El primer paquete de derribos ha quedado configurado por cinco casas de Sant Bonaventura, que configuran los inmuebles más problemáticos por su elevado nivel de deterioro. En concreto, se trata de las casas números 7, 9, 11, 13, 15 y 17.
El alcalde Jorge Sedano adjudicó las obras con carácter de emergencia y han empezado a ejecutarse por parte de la empresa que ha obtenido la concesión. Los trabajos se están ejecutando con maquinaria pesada, habiendo empezado por la parte de la calle San Rafael, mientras que la de Sant Bonaventura ha quedado cortada para el paso de peatones. Todas las casas implicadas estaban abandonadas, aunque alguna había sido ocupada ilegalmente, como indicaron en su momento fuentes municipales.
La intención del gobierno municipal apunta a consumar el derribo de todos los inmuebles conflictivos, con el fin de permitir la regeneración de El Partidor.

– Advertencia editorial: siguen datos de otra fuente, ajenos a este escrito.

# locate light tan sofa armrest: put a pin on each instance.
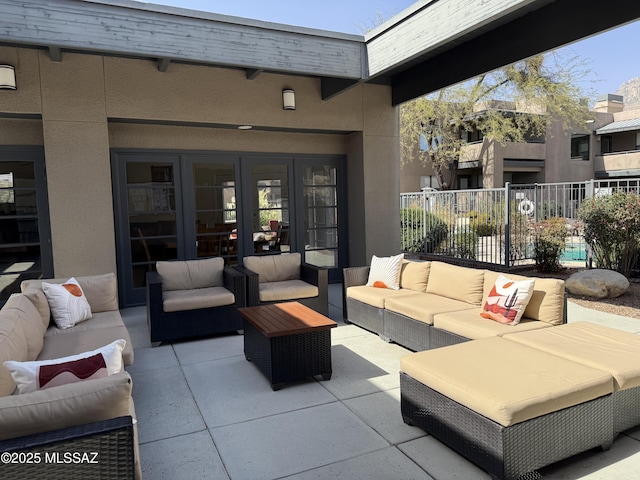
(65, 406)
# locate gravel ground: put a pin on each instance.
(627, 304)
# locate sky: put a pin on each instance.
(611, 56)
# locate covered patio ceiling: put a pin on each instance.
(430, 45)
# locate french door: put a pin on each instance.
(187, 205)
(25, 235)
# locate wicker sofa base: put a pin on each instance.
(508, 452)
(100, 450)
(365, 316)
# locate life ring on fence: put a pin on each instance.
(526, 207)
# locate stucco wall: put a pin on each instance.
(89, 104)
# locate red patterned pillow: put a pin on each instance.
(39, 375)
(507, 300)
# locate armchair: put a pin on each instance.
(284, 278)
(193, 298)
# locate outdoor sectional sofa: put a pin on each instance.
(439, 304)
(93, 415)
(516, 403)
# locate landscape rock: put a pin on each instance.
(597, 283)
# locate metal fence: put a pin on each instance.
(496, 225)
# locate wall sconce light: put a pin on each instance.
(7, 77)
(289, 99)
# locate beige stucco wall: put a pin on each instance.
(187, 108)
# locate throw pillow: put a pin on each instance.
(507, 300)
(67, 302)
(385, 272)
(39, 375)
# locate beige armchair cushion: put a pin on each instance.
(286, 290)
(101, 290)
(505, 381)
(275, 268)
(65, 406)
(180, 300)
(190, 274)
(596, 346)
(457, 283)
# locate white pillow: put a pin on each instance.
(67, 303)
(38, 375)
(385, 272)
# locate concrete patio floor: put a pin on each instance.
(204, 412)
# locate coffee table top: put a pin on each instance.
(279, 319)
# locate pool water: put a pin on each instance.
(574, 252)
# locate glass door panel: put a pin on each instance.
(215, 211)
(271, 208)
(320, 194)
(20, 238)
(151, 201)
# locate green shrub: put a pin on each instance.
(612, 229)
(412, 238)
(549, 242)
(464, 245)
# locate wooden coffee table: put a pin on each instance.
(287, 342)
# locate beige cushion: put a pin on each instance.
(190, 274)
(31, 323)
(56, 346)
(458, 283)
(275, 268)
(13, 346)
(414, 275)
(180, 300)
(65, 406)
(101, 290)
(505, 381)
(376, 296)
(424, 306)
(469, 324)
(547, 301)
(597, 346)
(286, 290)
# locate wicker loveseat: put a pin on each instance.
(527, 399)
(93, 415)
(192, 298)
(439, 304)
(285, 278)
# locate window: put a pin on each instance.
(580, 147)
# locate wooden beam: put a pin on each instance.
(55, 53)
(153, 31)
(536, 32)
(252, 73)
(163, 64)
(331, 87)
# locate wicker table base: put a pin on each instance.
(287, 342)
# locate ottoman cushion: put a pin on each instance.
(597, 346)
(506, 381)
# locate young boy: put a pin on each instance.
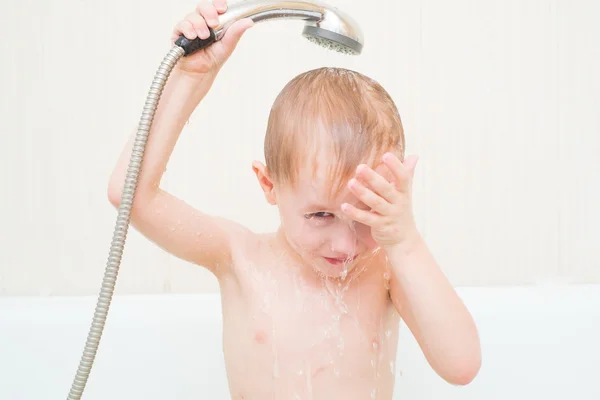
(311, 311)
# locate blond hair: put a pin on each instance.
(336, 109)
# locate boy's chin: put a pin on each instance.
(336, 270)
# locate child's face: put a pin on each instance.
(316, 228)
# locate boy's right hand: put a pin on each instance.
(196, 24)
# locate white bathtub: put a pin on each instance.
(538, 343)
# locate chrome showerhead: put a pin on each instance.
(325, 25)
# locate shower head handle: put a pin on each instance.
(325, 25)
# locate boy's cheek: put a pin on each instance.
(364, 234)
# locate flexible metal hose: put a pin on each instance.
(122, 225)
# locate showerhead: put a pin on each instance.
(325, 25)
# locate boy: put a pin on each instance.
(311, 311)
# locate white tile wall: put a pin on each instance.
(501, 100)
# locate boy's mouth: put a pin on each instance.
(340, 261)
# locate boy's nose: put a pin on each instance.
(344, 241)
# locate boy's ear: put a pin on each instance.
(264, 181)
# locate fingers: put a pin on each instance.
(197, 24)
(369, 198)
(361, 216)
(235, 32)
(209, 13)
(377, 183)
(220, 5)
(185, 28)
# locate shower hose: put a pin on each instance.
(182, 47)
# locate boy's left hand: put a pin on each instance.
(390, 201)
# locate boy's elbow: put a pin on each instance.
(464, 372)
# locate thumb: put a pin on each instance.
(411, 164)
(234, 34)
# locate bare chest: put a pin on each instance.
(307, 336)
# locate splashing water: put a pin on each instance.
(373, 393)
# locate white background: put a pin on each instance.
(500, 99)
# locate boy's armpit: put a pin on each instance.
(185, 232)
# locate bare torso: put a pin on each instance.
(289, 334)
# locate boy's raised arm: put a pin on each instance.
(164, 219)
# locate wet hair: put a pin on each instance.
(345, 113)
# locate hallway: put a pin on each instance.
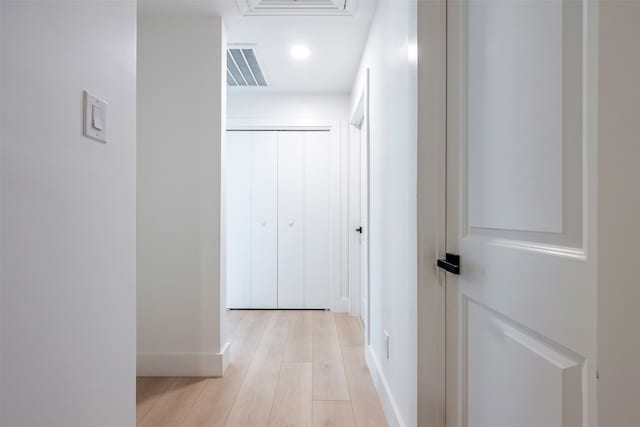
(287, 368)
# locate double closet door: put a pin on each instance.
(278, 245)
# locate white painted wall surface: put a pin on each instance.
(301, 109)
(389, 55)
(180, 203)
(68, 215)
(619, 210)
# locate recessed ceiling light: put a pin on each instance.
(300, 52)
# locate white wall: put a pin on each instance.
(618, 213)
(291, 108)
(180, 139)
(68, 215)
(393, 171)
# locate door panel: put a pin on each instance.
(364, 222)
(317, 264)
(264, 227)
(521, 316)
(290, 219)
(238, 155)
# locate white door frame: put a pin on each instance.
(431, 226)
(360, 127)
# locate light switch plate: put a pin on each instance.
(95, 117)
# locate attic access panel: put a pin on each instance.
(243, 67)
(297, 7)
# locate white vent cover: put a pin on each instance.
(243, 68)
(297, 7)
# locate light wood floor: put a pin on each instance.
(288, 368)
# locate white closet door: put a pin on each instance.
(317, 263)
(264, 227)
(290, 219)
(238, 193)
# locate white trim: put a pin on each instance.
(183, 364)
(299, 124)
(387, 400)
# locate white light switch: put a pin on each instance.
(95, 118)
(96, 112)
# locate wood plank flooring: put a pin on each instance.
(287, 368)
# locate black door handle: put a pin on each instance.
(451, 263)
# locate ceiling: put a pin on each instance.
(336, 42)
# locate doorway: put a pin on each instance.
(359, 210)
(518, 344)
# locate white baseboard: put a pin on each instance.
(389, 404)
(183, 364)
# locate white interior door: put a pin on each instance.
(521, 317)
(317, 261)
(290, 219)
(238, 155)
(354, 222)
(264, 221)
(364, 223)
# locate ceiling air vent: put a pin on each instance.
(297, 7)
(243, 68)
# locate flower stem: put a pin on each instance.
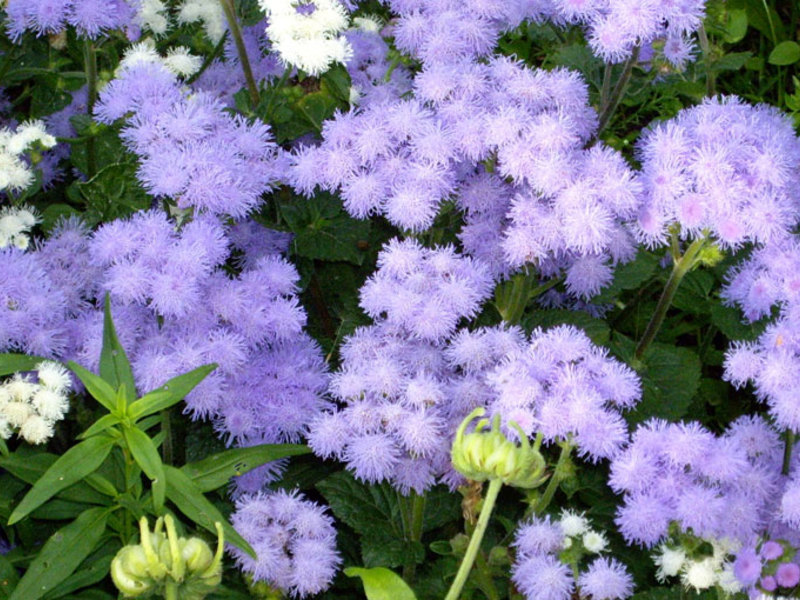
(90, 66)
(679, 270)
(608, 108)
(558, 475)
(236, 33)
(788, 445)
(475, 541)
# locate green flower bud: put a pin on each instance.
(483, 455)
(129, 572)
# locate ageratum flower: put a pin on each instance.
(294, 540)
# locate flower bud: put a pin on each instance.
(483, 455)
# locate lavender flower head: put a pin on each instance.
(563, 386)
(294, 540)
(725, 169)
(715, 487)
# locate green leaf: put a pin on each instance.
(14, 363)
(8, 577)
(146, 456)
(191, 502)
(172, 392)
(597, 329)
(100, 425)
(737, 26)
(785, 53)
(323, 230)
(75, 464)
(217, 470)
(670, 378)
(62, 554)
(114, 365)
(98, 387)
(382, 584)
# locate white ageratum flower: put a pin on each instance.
(306, 33)
(15, 224)
(669, 561)
(209, 13)
(594, 541)
(178, 60)
(700, 574)
(15, 174)
(573, 523)
(34, 407)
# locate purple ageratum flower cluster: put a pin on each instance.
(422, 291)
(294, 540)
(615, 27)
(723, 168)
(715, 487)
(540, 575)
(563, 386)
(190, 148)
(769, 279)
(89, 17)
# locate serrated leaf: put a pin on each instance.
(98, 387)
(670, 378)
(75, 464)
(61, 554)
(172, 392)
(192, 503)
(597, 329)
(114, 365)
(323, 230)
(14, 363)
(382, 584)
(365, 508)
(785, 53)
(146, 456)
(217, 470)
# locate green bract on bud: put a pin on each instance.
(164, 560)
(489, 454)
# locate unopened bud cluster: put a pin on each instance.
(167, 565)
(484, 455)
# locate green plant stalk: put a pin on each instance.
(788, 446)
(90, 66)
(552, 485)
(167, 448)
(454, 593)
(236, 32)
(413, 522)
(679, 270)
(607, 110)
(705, 46)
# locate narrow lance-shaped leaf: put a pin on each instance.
(382, 584)
(61, 554)
(191, 502)
(215, 471)
(114, 365)
(100, 389)
(75, 464)
(14, 363)
(146, 456)
(172, 392)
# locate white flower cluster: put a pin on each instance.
(700, 573)
(15, 223)
(33, 407)
(152, 15)
(15, 174)
(210, 15)
(575, 526)
(178, 60)
(305, 33)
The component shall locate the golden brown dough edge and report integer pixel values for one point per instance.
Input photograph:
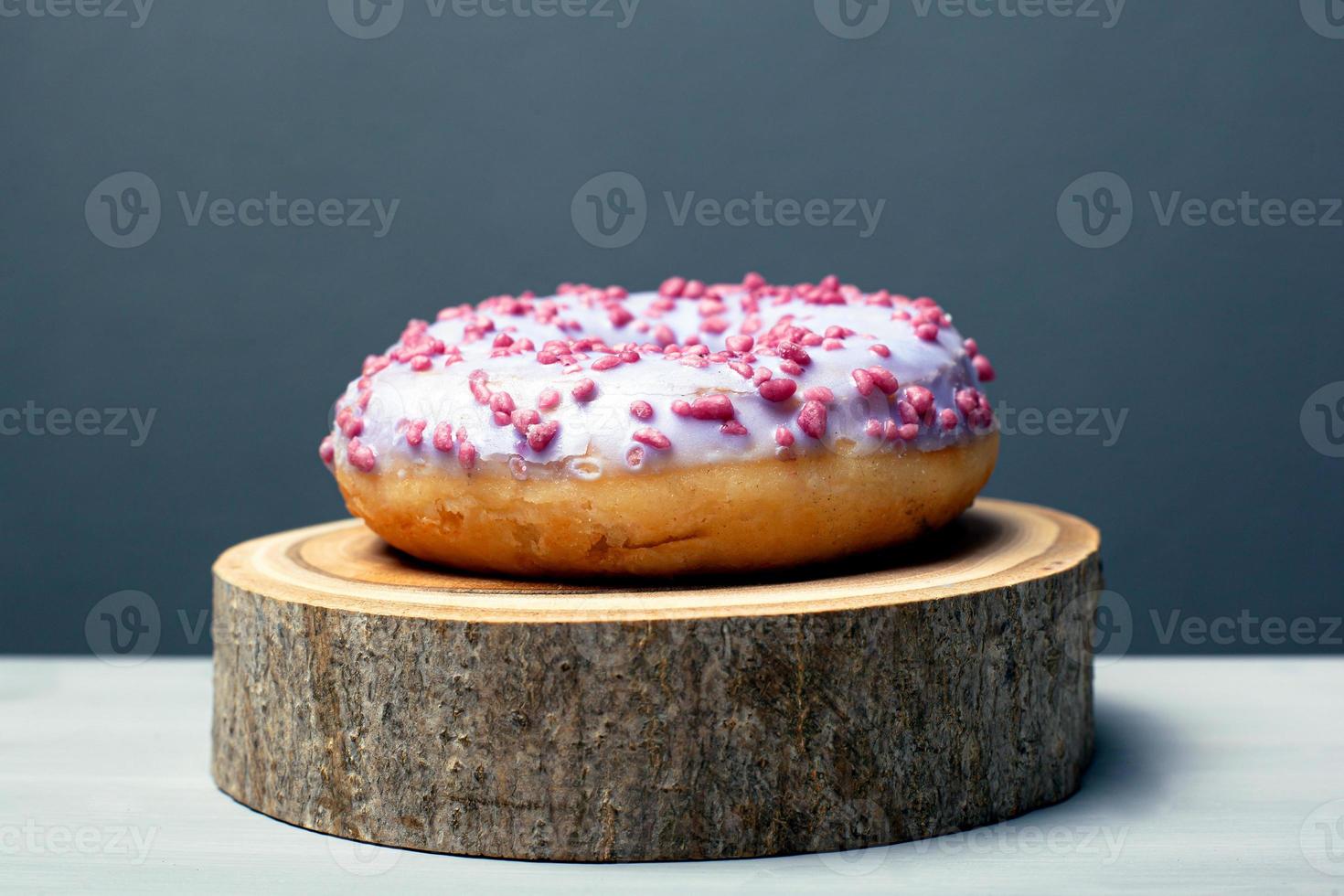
(720, 517)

El Ayuntamiento, como se viene informando, ha pactado un convenio con la Conselleria de Infraestructuras para intervenir en todo el barrio, pero de manera muy especial entre Sant Bonaventura y la Sardina, incluyendo la parte alta de San Mateo, la Plaça Les Eres y Sant Nicolauet. El plan diseñado incluye la construcción de 300 viviendas protegidas, así como la reurbanización de las calles y la habilitación de alguna zona verde de reducidas dimensiones.
El consistorio pactó las bases generales del plan con los vecinos de la zona.